Et enfin, j'avais commencé de m'intéresser, ces derniers temps, à l'orthodoxie et donc à Byzance. Cette satanée orthodoxie, tellement liée au pouvoir politique russe, qui est peut-être la cause de nos malheurs actuels. Son esthétique, sa spiritualité presque mystique, son messianisme, c'est vrai que ça vous secoue autrement plus que le catholicisme et le protestantisme qui apparaissent au ras des pâquerettes en comparaison. L'orthodoxie, c'est pouvoir planer complétement, être autorisé à délirer à fond, à se livrer à tous les emportements. Et d'ailleurs, s'adonner au Mal, c'est se rapprocher de Dieu. Poutine l'a bien compris.


De mes études en orthodoxie, avait émergé, pour moi, la figure de Théodora, prostituée et Impératrice de Byzance aux côtés de l'Empereur Justinien (première moitié du 6ème siècle après JC). Mais c'est moins sa vie scandaleuse qui est intéressante (enfant des Jeux de l'Hippodrome, aventurière, courtisane, voyageuse...) que la splendeur de son règne.

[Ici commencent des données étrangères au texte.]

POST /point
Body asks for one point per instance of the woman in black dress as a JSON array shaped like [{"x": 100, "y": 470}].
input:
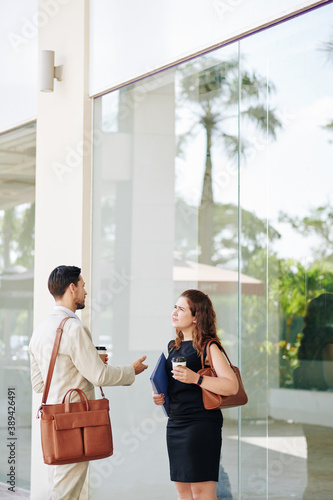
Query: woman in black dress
[{"x": 193, "y": 433}]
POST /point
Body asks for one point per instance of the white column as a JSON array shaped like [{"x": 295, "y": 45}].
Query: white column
[{"x": 63, "y": 171}]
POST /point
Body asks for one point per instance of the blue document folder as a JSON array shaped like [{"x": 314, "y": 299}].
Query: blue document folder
[{"x": 160, "y": 382}]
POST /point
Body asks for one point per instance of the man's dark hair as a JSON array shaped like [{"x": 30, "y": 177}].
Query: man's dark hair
[{"x": 60, "y": 279}]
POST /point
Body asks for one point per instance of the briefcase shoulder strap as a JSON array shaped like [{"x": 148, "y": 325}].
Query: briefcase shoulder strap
[
  {"x": 206, "y": 353},
  {"x": 55, "y": 349}
]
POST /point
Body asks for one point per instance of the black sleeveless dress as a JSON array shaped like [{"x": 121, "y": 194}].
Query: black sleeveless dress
[{"x": 194, "y": 434}]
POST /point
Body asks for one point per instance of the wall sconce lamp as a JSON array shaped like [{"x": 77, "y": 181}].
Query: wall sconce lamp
[{"x": 49, "y": 72}]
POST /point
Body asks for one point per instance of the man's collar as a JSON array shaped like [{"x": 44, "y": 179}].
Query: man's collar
[{"x": 67, "y": 311}]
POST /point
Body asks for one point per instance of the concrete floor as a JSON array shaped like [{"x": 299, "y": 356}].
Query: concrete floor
[{"x": 277, "y": 460}]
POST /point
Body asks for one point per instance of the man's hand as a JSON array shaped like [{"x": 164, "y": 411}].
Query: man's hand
[{"x": 139, "y": 367}]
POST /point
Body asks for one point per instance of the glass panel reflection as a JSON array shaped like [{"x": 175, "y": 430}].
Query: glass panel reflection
[
  {"x": 215, "y": 175},
  {"x": 286, "y": 338},
  {"x": 17, "y": 222}
]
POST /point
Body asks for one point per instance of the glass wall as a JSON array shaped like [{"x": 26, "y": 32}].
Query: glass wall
[
  {"x": 17, "y": 222},
  {"x": 216, "y": 175}
]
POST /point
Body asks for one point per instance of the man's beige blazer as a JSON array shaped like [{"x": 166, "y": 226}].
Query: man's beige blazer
[{"x": 78, "y": 364}]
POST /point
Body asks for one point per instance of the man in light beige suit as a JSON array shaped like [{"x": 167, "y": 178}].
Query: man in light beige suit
[{"x": 78, "y": 365}]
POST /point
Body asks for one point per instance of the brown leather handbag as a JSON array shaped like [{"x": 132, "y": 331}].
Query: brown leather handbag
[
  {"x": 73, "y": 432},
  {"x": 214, "y": 401}
]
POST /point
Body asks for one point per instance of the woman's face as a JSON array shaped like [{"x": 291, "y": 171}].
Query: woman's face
[{"x": 181, "y": 315}]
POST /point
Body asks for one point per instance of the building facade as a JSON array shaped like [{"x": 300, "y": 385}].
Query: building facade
[{"x": 188, "y": 145}]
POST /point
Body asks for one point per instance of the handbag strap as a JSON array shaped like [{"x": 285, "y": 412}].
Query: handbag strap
[
  {"x": 60, "y": 329},
  {"x": 55, "y": 350},
  {"x": 207, "y": 351}
]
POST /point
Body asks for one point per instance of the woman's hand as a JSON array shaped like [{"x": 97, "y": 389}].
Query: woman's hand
[
  {"x": 185, "y": 375},
  {"x": 158, "y": 398}
]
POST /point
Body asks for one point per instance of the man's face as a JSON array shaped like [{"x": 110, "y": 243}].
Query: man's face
[{"x": 80, "y": 294}]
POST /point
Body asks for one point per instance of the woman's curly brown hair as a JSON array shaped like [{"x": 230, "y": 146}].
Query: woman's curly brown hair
[{"x": 205, "y": 328}]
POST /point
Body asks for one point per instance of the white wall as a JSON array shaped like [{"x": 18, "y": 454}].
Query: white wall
[
  {"x": 18, "y": 62},
  {"x": 63, "y": 173},
  {"x": 131, "y": 38}
]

C'est en effet sous Justinien et Théodora qu'ont été édifiés les monuments les plus remarquables de Byzance, notamment la fabuleuse Sainte-Sophie. La ville a été, à cette époque, portée à un niveau de splendeur inouïe.

Mais j'ai vite compris que voyager avec le passé en tête, le sien propre et celui de la grande Histoire, c'était un peu idiot. C'est s'interdire de percevoir, comprendre, les mutations en cours.

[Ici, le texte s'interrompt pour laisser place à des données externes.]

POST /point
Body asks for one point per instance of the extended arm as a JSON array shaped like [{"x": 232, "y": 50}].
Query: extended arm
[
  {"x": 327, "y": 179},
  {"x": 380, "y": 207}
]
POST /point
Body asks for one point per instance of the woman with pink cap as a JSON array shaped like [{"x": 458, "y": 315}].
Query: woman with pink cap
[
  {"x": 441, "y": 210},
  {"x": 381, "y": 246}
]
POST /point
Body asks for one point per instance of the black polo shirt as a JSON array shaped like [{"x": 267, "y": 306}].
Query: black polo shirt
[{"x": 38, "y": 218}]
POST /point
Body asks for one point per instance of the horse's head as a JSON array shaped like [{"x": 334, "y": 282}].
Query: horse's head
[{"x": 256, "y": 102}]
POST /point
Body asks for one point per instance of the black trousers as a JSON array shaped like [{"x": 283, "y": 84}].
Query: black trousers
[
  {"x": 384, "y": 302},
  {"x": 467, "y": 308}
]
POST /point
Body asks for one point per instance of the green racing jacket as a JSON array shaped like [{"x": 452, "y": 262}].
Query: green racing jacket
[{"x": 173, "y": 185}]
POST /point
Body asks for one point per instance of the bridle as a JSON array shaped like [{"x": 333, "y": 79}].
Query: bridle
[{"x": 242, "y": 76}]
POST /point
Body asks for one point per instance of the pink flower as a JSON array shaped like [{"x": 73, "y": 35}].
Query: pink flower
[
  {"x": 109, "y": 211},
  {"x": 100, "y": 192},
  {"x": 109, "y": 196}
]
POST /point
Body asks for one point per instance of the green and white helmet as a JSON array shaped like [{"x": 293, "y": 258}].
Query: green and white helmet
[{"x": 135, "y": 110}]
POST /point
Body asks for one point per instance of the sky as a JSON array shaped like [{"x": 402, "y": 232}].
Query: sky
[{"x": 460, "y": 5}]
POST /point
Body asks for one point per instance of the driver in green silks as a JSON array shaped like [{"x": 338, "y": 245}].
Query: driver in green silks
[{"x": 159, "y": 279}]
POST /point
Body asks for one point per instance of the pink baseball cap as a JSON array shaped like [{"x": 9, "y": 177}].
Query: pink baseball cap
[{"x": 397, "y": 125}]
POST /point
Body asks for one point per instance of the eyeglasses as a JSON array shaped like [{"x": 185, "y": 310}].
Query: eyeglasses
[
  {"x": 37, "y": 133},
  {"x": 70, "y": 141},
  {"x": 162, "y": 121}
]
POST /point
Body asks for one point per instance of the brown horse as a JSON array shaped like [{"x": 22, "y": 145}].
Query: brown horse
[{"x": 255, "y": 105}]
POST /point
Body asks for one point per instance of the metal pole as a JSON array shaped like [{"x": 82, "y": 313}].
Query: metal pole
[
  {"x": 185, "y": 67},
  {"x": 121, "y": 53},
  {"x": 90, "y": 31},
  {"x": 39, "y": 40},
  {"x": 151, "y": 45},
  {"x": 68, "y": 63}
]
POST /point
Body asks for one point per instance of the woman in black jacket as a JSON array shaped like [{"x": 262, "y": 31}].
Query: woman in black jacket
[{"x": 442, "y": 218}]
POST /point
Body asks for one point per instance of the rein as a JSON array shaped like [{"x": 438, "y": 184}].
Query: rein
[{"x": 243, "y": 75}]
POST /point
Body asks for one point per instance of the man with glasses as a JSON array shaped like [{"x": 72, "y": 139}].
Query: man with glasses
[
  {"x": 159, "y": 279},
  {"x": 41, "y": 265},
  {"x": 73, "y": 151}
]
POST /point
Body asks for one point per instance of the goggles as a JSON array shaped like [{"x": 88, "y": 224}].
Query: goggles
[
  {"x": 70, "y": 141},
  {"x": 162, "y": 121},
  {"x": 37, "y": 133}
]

On a tendance, en fait, à croire au caractère plus ou moins immuable d'un pays. Et c'est vrai que ça se vérifie plus ou moins pour l'Europe de l'Ouest. La France des années 50-60 par exemple, quand on regarde son cinéma, on n'a pas tellement l'impression qu'elle ait beaucoup changé. Ou même quand on lit Flaubert, Zola, Maupassant, leurs analyses, leurs personnages, semblent toujours d'actualité. D'ailleurs, pour beaucoup de Français, "c'était mieux avant", un point de vue qu'on ne retrouve quasiment jamais ailleurs.

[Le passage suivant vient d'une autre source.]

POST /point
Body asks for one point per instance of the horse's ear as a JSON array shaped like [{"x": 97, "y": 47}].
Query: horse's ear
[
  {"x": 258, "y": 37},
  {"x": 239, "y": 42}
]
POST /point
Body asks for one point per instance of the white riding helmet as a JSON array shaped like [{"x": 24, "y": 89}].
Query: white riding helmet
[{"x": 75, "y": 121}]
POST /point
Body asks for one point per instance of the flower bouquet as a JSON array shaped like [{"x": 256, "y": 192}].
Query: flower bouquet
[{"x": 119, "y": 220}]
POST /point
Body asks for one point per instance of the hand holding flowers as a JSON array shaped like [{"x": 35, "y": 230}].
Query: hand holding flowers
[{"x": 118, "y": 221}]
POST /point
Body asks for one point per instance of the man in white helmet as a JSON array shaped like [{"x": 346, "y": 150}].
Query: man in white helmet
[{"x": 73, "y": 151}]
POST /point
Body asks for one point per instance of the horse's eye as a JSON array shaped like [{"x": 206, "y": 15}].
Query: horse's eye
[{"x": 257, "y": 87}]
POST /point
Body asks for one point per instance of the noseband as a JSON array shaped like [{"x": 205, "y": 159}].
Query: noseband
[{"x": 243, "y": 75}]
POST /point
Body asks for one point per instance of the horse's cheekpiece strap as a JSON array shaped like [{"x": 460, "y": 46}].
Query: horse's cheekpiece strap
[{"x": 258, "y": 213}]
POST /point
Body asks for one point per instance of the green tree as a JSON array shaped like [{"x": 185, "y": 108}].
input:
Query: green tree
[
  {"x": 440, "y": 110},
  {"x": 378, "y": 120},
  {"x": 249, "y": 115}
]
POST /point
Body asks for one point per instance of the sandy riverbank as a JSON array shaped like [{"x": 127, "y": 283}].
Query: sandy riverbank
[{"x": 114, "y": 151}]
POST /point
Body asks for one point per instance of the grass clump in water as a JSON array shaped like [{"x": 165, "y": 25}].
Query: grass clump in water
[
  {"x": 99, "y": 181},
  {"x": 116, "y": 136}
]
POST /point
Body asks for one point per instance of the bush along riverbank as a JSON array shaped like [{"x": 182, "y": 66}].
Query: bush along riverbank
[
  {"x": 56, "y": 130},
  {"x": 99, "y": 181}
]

C'est déjà plus compliqué pour l'Europe Centrale, complétement bouleversée par les guerres et la dictature rouge. Et ça ne se vérifie absolument pas pour la Turquie et même pour toute l'Asie.

On s'en rend compte tout de suite quand on débarque au nouvel aéroport d'Istanbul. Il serait le plus grand du monde et c'est, en effet, peu dire qu'il est gigantesque. Il est presque cauchemardesque parce qu'il faut tout de suite galoper au travers de labyrinthes pendant des kilomètres. Et puis, consulter le tableau des vols est vertigineux. Même des destinations comme Bichkek, Tachkent, Nour-Soultan, semblent banales. On m'a raconté qu'il y a seulement 40 ans, l'aéroport international d'Istanbul, ça n'était qu'une espèce de grand hangar qui attendait quelques vols chaque jour, principalement en provenance de l'Europe.

Tout de suite, on comprend que la Turquie d'aujourd'hui n'a plus grand chose à voir avec la Turquie d'hier. Pas seulement, celle de l'Empire ottoman, bien sûr, ni celle de la République d'Atatürk, mais simplement la Turquie d'il y a 10 ans, 20 ans, 40 ans.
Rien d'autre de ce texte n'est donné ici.